Mas no Moma as transações foram mais amorosas. "Eu compreendo que você pode despertar o melhor e o pior das pessoas. E descubro como transformar aquilo que desperto em amor".

"Minha ideia no Moma era oferecer amor incondicional a todos os desconhecidos, e foi o que fiz. E a outra mostra [em Belgrado], era um desafio a toda a má energia possível —se você entrega uma serra elétrica a um cara, é como se o estivesse provocando".

Incrivelmente, pouca antes de começar sua mostra no Moma, ela iniciou também um processo de divórcio contra o artista italiano Paolo Canevari. "No final do projeto ele voltou, por um ano. Ainda mais terrível. Nada mais funcionava. Era, meu Deus, interminável. Mas há uma parte de você que fica amortecida nesses períodos. Você fica completamente vazia".

Ela tem um relacionamento no momento? "Não. É claro que sonho com o homem perfeito, que não queira me mudar. Mas não sou de forma alguma uma mulher para casar. É horrível".

"Meu sonho, porém, é ter aquelas manhãs de domingo em que você toma café e lê o jornal com alguém. Na minha vida real, sou muito antiquada, enquanto na arte sou o contrário disso. Mas acredito no amor verdadeiro, de modo que talvez ele aconteça. No momento, não. Não tenho espaço. Mas a vida bem sendo boa para comigo. Muita dor. Mas isso é OK".

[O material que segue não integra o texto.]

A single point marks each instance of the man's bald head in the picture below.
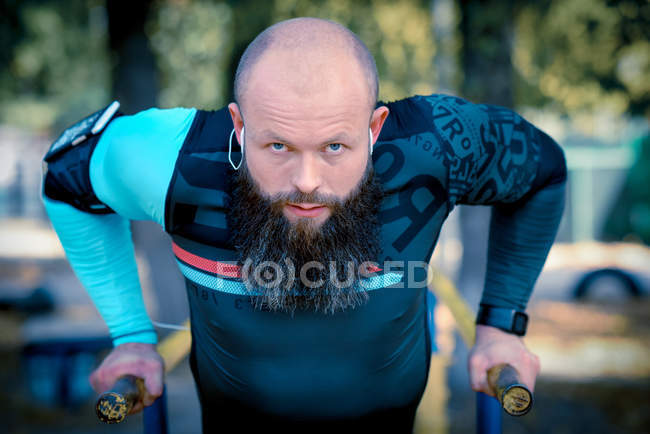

É um modo extremamente bizarro de viver, e ela sabe disso. Mas não sabe como as coisas transcorrerão na Serpentine. O povo britânico é muito inibido, e também gosta de ridicularizar. "O público britânico é especialmente difícil. Muito sarcástico. Entedia-se facilmente. Não quer se envolver com algo que possa embaraçá-lo, ou torná-lo alvo de zombaria. E esse é um grande desafio". Ela parece muito nervosa.

Também está ansiosa quanto a setembro, quando estreará nova peça performática na Sean Kelly Gallery, seu lar profissional em Nova York, e mais adiante quanto ao seu 70º aniversário, para o qual o Guggenheim vai fazer a festa.

"Sou uma guerreira da arte, na verdade", ela diz, o tipo de frase que só alguém com o histórico de Abramovic pode dizer sem passar vergonha. "Quando faço coisas quero fazê-las do jeito certo, e então surge a outra Marina que é muito frágil e muito vaidosa e quer comer sorvete".

Ou, para expressar as coisas de outro modo, "adoro piadas ruins", ela diz. "Adoro gostar de tudo. E aí surge o momento de trabalhar - e isso se torna questão de vida ou morte".